In theory, exclusivity is a tradeoff to make regulated markets work. Given a market where they'll be legally required to accept loss-making projects like running service 2 miles for 3 customers, AT&T is persuaded to join by the offer of legally-guaranteed exclusivity. Without that, someone would come and undercut their price in town while refusing high marginal cost customers service altogether. So the idea is that you get access to wiring, in return for AT&T charging higher prices to population-center customers than a competitor might.

This works pretty well for some markets. The USPS is required to offer service everywhere, inflicting much higher operating costs than e.g. FedEx, but it gets a partial monopoly via government mail. ILECs did a decent job of getting everyone telephony access, despite later monopoly issues. And regulated utilities (water, gas, sometimes electrical) provide access consistently without extreme pricing abuses.

But the mess of internet is that unless the Keys have something strange in place, AT&T is an exclusive telephony exchange there. So they're obligated to get you telephone service, but don't actually have to sell you internet - they just do it when the telephony rules make adding internet affordable. Instead, AT&T has a non-regulated coverage monopoly on internet access. Their telephony monopoly gives them a reason to run wires of some kind to every house, at which point providing internet access is fairly cheap. And while competitors can access their poles, the combination of delays and cabling costs means it's rarely cost-effective to do so. Verizon, Frontier, CenturyLink, and Windstream are all inheritors of telephony monopolies, too. The only major broadband providers who aren't started life as cable companies (e.g. Comcast, CableOne, Altice), which weren't regulated monopolies, but still developed natural-monopoly ownership over large areas, and still create an added reason to run cabling.

(Of course, that's enough to create a few large natural monopolies, but it doesn't explain just how crappy things are. ILEC phone carriers should compete with cable ISPs, but outside of Fios intruding on Comcast that's been rare. And ISP pricing/quality is so terrible that in some regions it should still be profitable to eat the fixed costs and compete. As far as I know, that's a story of informal cartel pricing, "make ready" wiring issues, and anti-competitive practices like paying landlords for monopolies. Plus pocketing a small fortune in government funds for network improvements that never came to pass.)

my understanding is they have exclusivity to the polls, only AT&T can string the polls on my island only Comcast can string the polls on the next island over. I could be mistaken but that was the way it was represented to me by AT&T and Comcast when I talked to both of them, AT&T was willing to string the poll, Comcast said they could not because they where AT&T polls. They may have been wrong or mistaken, but that was the info I was given. I ended up going with a line of site, microwave internet connection (that ended my investigation into getting the polls strung), which was decent (I believe due to everything being on pillars above the tree-lines down here). That is, until after the storm which changed everything.
Oh interesting, thank you! In that case, I think there are two possible cases - and you're totally right, they're both strictly bad for consumers.

One is that AT&T has absolutely exclusive rights to string those poles. That would be unusual - the Telecommunications Act of 1994 generally requires pole owners to give other users access. But you're in an unusual spot physically, and they might have swung some local rule (e.g. access to the sites instead of the actual poles?), or just cut a deal with Comcast to not touch each other's customers.

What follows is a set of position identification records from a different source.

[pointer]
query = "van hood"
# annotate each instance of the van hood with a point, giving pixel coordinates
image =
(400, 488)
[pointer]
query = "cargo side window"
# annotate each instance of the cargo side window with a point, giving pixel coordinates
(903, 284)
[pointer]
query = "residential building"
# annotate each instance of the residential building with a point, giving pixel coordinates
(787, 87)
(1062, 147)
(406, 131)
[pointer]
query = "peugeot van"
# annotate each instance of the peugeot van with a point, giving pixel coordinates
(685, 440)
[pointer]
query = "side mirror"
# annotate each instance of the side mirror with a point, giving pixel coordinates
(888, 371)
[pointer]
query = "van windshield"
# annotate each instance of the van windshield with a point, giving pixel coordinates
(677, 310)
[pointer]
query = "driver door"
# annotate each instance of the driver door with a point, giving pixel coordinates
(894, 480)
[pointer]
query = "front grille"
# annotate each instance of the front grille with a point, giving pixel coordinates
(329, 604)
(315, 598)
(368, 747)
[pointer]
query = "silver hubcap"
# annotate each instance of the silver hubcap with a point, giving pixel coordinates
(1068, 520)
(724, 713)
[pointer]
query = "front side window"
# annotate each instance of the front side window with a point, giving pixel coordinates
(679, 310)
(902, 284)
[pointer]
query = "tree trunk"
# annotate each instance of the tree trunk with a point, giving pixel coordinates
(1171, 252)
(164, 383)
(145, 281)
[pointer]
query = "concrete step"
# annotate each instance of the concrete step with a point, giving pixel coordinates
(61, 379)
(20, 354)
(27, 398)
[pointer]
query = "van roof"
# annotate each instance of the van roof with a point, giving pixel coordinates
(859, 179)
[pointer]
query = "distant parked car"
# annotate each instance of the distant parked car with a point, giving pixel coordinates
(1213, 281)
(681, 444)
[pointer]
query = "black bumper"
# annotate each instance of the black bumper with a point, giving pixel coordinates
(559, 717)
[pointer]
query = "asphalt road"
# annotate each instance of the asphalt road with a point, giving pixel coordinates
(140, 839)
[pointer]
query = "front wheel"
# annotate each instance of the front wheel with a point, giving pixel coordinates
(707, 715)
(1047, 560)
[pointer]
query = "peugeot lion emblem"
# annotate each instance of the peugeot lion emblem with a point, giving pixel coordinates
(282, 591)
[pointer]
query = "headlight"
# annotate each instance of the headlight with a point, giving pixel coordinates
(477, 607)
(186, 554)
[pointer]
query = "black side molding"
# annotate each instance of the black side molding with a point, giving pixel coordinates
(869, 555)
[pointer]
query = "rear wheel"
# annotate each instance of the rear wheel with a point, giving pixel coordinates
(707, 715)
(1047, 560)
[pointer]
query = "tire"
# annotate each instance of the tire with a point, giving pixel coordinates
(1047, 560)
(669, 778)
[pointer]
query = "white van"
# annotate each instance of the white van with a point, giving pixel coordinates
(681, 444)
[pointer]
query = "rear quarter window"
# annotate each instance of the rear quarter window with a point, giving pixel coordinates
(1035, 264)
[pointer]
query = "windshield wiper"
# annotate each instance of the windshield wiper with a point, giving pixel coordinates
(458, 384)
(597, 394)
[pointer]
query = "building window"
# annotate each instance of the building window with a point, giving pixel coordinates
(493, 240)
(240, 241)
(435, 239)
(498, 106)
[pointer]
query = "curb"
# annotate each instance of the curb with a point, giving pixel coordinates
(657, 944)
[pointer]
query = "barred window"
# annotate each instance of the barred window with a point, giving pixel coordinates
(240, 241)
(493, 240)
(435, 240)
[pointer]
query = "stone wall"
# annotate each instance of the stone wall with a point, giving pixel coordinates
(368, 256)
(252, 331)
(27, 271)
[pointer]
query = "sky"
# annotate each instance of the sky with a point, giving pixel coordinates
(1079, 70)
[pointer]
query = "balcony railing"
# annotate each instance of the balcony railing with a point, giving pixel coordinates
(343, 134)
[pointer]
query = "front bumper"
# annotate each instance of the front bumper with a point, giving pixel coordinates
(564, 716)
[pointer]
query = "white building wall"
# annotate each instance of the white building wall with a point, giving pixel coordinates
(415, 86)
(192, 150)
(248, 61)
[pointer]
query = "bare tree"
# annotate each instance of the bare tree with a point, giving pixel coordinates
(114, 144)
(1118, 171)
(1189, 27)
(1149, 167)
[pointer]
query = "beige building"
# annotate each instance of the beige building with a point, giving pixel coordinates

The other is that they own the poles, and only have a de facto monopoly on stringing them. The requirement to permit access (the "make ready" rule) isn't very strong, and they can easily delay for months or even years before actually letting anyone else put up a single wire. So legal rights aside, Comcast might just list those poles as "cannot string" because in practice they can't honor any requests to do so.

Either way, it's an absolute mess that's purely bad for consumers. And one that creates some strange incentives... I wonder if anyone without a handy storm has gone and trashed the lines themselves to force a replacement?